Print a readable markdown ParseTree for a page

wbh · April 29, 2025, 6:50pm

While I was working on the ToC widget, I needed a way to explore a page’s markdown parse tree as returned by markdown.parseMarkdown(text). At the time I printed everything to the console and often got lost in nested squiggly brackets or confused by newlines printing literal newlines in the console.

Anyway, I cleaned up that code and shoved it in a github gist. Here’s the space-lua in case I mess with the gist permissions in the future:

util = util or {}

function printTree(tree, level)
  -- recursive
  local indentation = string.rep(" ", level * 2)
  local response = "\n" .. indentation
  local typesToSkipChildren = {
    "EmphasisMark",
    "CodeMark",
    "LuaDirectiveMark",
    "TaskMark",
    "WikiLinkMark",
  }
  
  if tree.type then
    response = response .. tree.type .. " (" .. tree.from ..  " to " .. tree.to .. ")"
    if not table.includes(typesToSkipChildren, tree.type) then
      response = response .. ": "
    end
  else
    response = response .. "Leaf: "
  end
  
  if tree.text then
    local text = string.gsub(tree.text, "\n", "<newline>")
    response = response ..  text
  end
  
  if tree.children and not table.includes(typesToSkipChildren, tree.type) then
    for child in tree.children do
      response = response .. printTree(child, level + 1)
    end
  end
  
  return response
end

util.prettyPrintMarkdown = function(page)
  parsedPage = markdown.parseMarkdown(space.readPage(page))
  return printTree(parsedPage)
end

It takes a page name as input and returns a pretty-enough text string to dump in a lua expression. Here’s a screenshot of ${util.prettyPrintMarkdown('test')}:

I called the ends of the tree branches ‘Leaf’. I stopped recursion on a few of the tag types that end in “Mark” because they were just characters I needed to sanitize anyway. I substituted \n with <newline>. There still seem to be some special characters sneaking through to the output, but it’s good enough for me at this point.

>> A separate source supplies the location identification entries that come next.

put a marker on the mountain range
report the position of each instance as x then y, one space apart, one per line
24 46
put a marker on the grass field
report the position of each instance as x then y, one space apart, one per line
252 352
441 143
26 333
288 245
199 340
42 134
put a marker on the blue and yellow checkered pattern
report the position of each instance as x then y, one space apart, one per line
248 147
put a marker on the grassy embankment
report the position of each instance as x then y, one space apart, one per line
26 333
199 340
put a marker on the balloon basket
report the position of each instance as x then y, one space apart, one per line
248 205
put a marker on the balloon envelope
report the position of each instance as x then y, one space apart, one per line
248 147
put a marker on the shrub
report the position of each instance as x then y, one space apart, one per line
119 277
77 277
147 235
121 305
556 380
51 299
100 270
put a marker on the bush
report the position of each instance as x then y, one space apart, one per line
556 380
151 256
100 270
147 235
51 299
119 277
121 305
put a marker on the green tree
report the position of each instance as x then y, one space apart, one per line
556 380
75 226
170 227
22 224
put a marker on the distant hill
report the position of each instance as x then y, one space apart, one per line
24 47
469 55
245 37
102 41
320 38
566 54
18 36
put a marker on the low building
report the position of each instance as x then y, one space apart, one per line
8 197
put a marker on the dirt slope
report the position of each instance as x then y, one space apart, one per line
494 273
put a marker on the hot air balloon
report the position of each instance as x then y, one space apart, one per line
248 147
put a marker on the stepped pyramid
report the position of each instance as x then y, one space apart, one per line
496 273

Long code blocks don’t look good because they’re shoved into CodeText.

zef · April 29, 2025, 8:50pm

Nice! There is also the Debug: Parse Document command which prints the AST to your browser’s JS console, but what you did here is nicer.

wbh · April 29, 2025, 10:53pm

Oh that’s much better than what I was doing. I should have known there was a command!

zef · April 30, 2025, 5:51am

Well. In your defense: it’s not documented anywhere other than in my head (I needed it)